You may want to read this...something I put together last winter when my local hauls were taking me farther away from home than I was accustomed to, across state lines, when I normally run within 100 miles from home...the worries put my brain-waves on high alert, and this was the product of my bug-home planning (get comfy...long read):

http://www.preparedsociety.com/foru...strategy-rural-commuting-transportation-9606/

Good luck to both of you, and stay safe!


----------



## ZoomZoom (Dec 18, 2009)

forluvofsmoke said:


> -small RX bottle full of fine steel wool (also use to polish knife blades, etc);
> -rechargeable NMHi & alkaline AA & AAA batteries for steel wool (& lights);


You can light steel wool using AA or AAA batteries? At 1.5v, I didn't think that worked. I always thought 9v batteries.


----------



## forluvofsmoke (Jan 27, 2012)

ZoomZoom said:


> You can light steel wool using AA or AAA batteries? At 1.5v, I didn't think that worked. I always thought 9v batteries.

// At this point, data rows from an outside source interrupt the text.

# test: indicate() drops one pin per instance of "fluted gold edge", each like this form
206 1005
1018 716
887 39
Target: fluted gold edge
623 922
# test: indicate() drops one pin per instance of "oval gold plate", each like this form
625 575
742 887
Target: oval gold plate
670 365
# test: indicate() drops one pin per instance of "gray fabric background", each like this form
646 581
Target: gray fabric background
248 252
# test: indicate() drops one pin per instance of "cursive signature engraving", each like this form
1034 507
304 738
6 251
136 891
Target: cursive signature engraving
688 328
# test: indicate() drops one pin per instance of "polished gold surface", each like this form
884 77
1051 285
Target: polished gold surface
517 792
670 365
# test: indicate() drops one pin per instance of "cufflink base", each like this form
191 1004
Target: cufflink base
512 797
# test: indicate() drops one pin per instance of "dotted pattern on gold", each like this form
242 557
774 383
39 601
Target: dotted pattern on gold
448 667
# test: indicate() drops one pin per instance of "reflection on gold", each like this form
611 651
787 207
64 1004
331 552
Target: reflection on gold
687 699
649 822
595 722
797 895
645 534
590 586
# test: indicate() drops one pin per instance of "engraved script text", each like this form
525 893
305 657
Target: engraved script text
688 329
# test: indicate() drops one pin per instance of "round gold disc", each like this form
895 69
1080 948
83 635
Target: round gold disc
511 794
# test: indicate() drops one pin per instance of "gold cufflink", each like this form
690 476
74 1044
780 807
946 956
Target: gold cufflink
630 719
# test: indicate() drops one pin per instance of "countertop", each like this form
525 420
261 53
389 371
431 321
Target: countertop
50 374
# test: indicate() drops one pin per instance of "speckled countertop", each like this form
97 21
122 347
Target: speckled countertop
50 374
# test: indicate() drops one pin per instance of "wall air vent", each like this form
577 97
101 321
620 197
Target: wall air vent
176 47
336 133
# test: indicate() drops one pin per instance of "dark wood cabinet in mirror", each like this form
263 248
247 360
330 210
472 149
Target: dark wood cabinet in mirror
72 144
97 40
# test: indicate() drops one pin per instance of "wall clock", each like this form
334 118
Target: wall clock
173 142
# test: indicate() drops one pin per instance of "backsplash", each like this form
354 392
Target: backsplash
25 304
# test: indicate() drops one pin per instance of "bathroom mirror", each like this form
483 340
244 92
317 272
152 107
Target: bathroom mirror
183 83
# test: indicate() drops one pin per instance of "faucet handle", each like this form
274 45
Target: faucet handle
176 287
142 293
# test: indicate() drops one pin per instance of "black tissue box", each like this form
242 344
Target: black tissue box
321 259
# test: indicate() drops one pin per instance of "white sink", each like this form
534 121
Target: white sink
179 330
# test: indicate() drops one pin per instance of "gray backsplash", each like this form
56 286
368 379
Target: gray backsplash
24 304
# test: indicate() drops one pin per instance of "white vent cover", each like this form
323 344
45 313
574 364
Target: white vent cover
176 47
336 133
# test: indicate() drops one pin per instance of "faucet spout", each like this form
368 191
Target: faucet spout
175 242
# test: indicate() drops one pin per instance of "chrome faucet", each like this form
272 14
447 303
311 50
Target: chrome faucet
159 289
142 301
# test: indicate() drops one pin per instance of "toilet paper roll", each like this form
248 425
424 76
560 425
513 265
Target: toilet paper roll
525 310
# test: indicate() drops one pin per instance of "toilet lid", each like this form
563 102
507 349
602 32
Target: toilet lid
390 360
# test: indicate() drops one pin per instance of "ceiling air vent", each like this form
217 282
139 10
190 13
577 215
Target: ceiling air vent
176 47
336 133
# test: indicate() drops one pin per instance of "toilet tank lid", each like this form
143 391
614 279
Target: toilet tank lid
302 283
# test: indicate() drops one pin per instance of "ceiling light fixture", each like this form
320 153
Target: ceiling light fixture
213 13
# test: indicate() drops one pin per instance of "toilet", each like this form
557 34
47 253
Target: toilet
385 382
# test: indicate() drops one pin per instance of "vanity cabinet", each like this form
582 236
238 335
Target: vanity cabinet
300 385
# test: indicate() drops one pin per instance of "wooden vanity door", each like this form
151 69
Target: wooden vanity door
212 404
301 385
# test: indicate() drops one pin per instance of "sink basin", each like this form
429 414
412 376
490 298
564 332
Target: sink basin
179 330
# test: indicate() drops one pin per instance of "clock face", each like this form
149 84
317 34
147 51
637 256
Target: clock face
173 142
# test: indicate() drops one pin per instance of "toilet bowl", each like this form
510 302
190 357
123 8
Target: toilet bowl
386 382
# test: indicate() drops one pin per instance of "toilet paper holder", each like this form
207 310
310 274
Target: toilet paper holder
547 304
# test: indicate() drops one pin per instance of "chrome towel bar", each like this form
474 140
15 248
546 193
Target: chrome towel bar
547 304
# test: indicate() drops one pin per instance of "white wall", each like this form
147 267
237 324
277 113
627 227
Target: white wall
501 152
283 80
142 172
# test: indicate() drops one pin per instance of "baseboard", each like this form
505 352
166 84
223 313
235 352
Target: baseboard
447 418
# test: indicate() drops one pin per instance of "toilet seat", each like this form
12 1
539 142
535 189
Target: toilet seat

Yeah, even cell phone batteries, which can be rated as low as 3.3 volts, will work. How much current the battery can deliver is half of the solution...having sufficient voltage to force the current potentail is the other half. You may need to connect 2 AA or AAA in series for a nominal of 3 volts to get enough current to pass through the steel wool. Size of the steel wool's "grit" matters also...finer strands need less current to get hot...same goes for stranded wire.


----------